DGC: I'll try. When we upped the telomerase in rats we reversed aging--but we got aggressive cancers. It killed them in days. When we catalyzed with testosterone which usually helps, the results were worse. We had a breach incident with a CRISPR-engineered virus that was so hot it wiped out an entire lab in six hours. Thiel had to spend around 3 million to cover it up.

What we found was that a certain combination of low-T young men with exactly the right combination of blood-markers could limit the cancers while greatly repairing telomeres. In other words, we needed a big population of what you would call "Beta Males."

RTN: We're lost.

DGC: Simple pack-theory. Humans self-sort by alphas, like Thiel and other titans-of-industry, sports heroes, and so on. There are a lot of people who then fall in the average rage for humanity--but at the lower end are the betas. These are low confidence men. We see them in the social sciences. They're generally unable to attract females. They tend to argue a lot on the internet.

This beta-male population has historically been smallish. They don't easily reproduce. They have low prospects and earning power, not to mention low self-esteem. They get picked on a lot. But it turns out, these beta-males were exactly what we needed to harvest blood from.

RTN: Males. What about women?

DGC: In this theory women are basically P-Zombies. Emotional machines that sometimes mimic logic.

RTN: What?? Zombies??

DGC: Never mind. What we needed was a program to increase the social viability of the beta-male. That meant having a broad societal pressure against normal, masculine men. That meant taking on . . . a lot of structures. Things like Gamer Culture had to be torn down. Movies and books--especially science fiction--had to be co-opted: Military Science Fiction is the epitome of the alpha male.

So in order to grow the "crop" there needed to be media outlets that appealed to White Knights. To SJWs. There needed to be pro-feminist messaging--which has been shown to actually pro-actively lower testosterone in men--that was pervasive.
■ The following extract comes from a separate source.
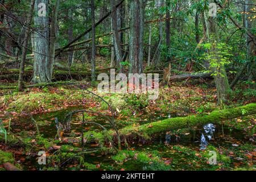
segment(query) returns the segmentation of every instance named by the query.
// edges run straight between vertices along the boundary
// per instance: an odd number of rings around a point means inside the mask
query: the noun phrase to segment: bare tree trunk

If what you are saying is true, Gawker was going a long way in that direction already. I'd expect it to pick up the pace. Wonkette was sold off--but I'd keep an eye on them too. They're text-book for this. They're read by a lot of beta--or near-beta men hoping to get insight into picking up women.

RTN: Okay. I'm not sure we understood any of that--but it's gross and scary, so thank you for your time!

DGC: Do you pay for interviews? For this information.

RTN: We do not. But we assure your anonymity.